Unethical Enterprise: Microbeads

What It Is

Microbeads are minuscule pieces of plastic that are often smaller than a grain of sand. Despite their tiny size, they pack a horrific punch against our health and the environment.

 Where It’s Found

Personal care products such as toothpaste, exfoliants, and soap are common sites for microbeads due to their ability to add a rough texture. Microbeads are more commonly used than natural exfoliants since they are less abrasive and can therefore be used everyday instead of once a week.

Why It’s Bad

Let me tell you a story about the average microbead’s life: after being scrubbed onto a person’s face or teeth, a microbead is rinsed down the drain. Travelling along the pipes, the microbead is small enough to pass through the vast majority of water filtration systems. Once it reaches your local river, lake, or stream, the microbead acts like a sponge and soaks up any toxins around it, and is then eaten by a fish. Once the fish is caught and sold, it ends up back on your plate, filled with tiny toxic plastic particles for you to eat. Yummy.

Apart from the obvious health issues associated with this cycle, microbeads wreak havoc on waterways. Because they are so commonly used, these beads build up and have been found to be one of the worst causes of pollution on beaches, shorelines, and even the Great Pacific garbage patch–a growing collection of marine debris known for its high concentrations of plastic litter. Microbeads are also toxic to aquatic life, since they cause physiological damage. The creatures that make up the base of the marine food chain, such as krill, are dying in greater numbers by choking on the beads, which disrupts entire ecosystems.

Alternative Products

Microbeads are fortunately avoidable, as long as you know how to look. Switching to natural exfoliants is a great option, so look out for sugar-, coffee-, or walnut-based products. You can also DIY your own scrubs using ingredients from your kitchen–just combine an oil like olive or coconut with an abrasive substance like sugar or coffee grounds and you’re good to go!

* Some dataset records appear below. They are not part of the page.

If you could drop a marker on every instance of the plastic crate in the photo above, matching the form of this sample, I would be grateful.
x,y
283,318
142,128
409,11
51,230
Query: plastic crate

Another option that I find works really well on the dry patches of my combination skin is enzyme peels. Some peels are chemical-based, but there are natural ones on the market that work wonders. I will link my favourites below.

As always, the best thing you can do is know what ingredients to look out for next time you’re shopping for toothpaste or exfoliating products. To put it simply, if the product you’re looking at contains polyethylene or polystyrene, then it contains microbeads. Put it back on the shelf and walk away.

– Aloette Restorative Enzyme Peel: https://www.aloette.com/IndvItem.asp?InventoryID=1858&searcha=enzyme

– The Body Shop Vitamin C Glow Revealing Liquid Peel: https://www.thebodyshop.com/en-ca/face/facial-peel/vitamin-c-glow-revealing-liquid-peel/p/p002357

– The Body Shop Satsuma Exfoliating Body Polish: https://www.thebodyshop.com/en-ca/body/body-scrub-polish/satsuma-exfoliating-body-polish/p/p000092

– The Body Shop Gentle Exfoliating Bath Sponge: https://www.thebodyshop.com/en-ca/face/facial-accessories/gentle-exfoliating-bath-sponge/p/p000328

– Sukin Purifying Body Scrub: https://sukinnaturals.com/collections/body-care/products/purifying-body-scrub

– Lush Buffy: https://www.lush.ca/en/body/body-butters/buffy/9999902127.html






I wanted to take a moment at the end of this post to reflect on my journey with this blog so far. I have been so grateful for the support I have received from fellow beauty bloggers, and I really hope that I have educated some of you on things you never knew about. One less toxic product bought equals one healthier person in this world, and that’s all that matters to me. I will be taking a short break from blogging for now, but I will continue to be active on social media and I hope that if you have any questions that you will continue to send them my way so that we can continue to learn together. I can’t wait to see where this goes!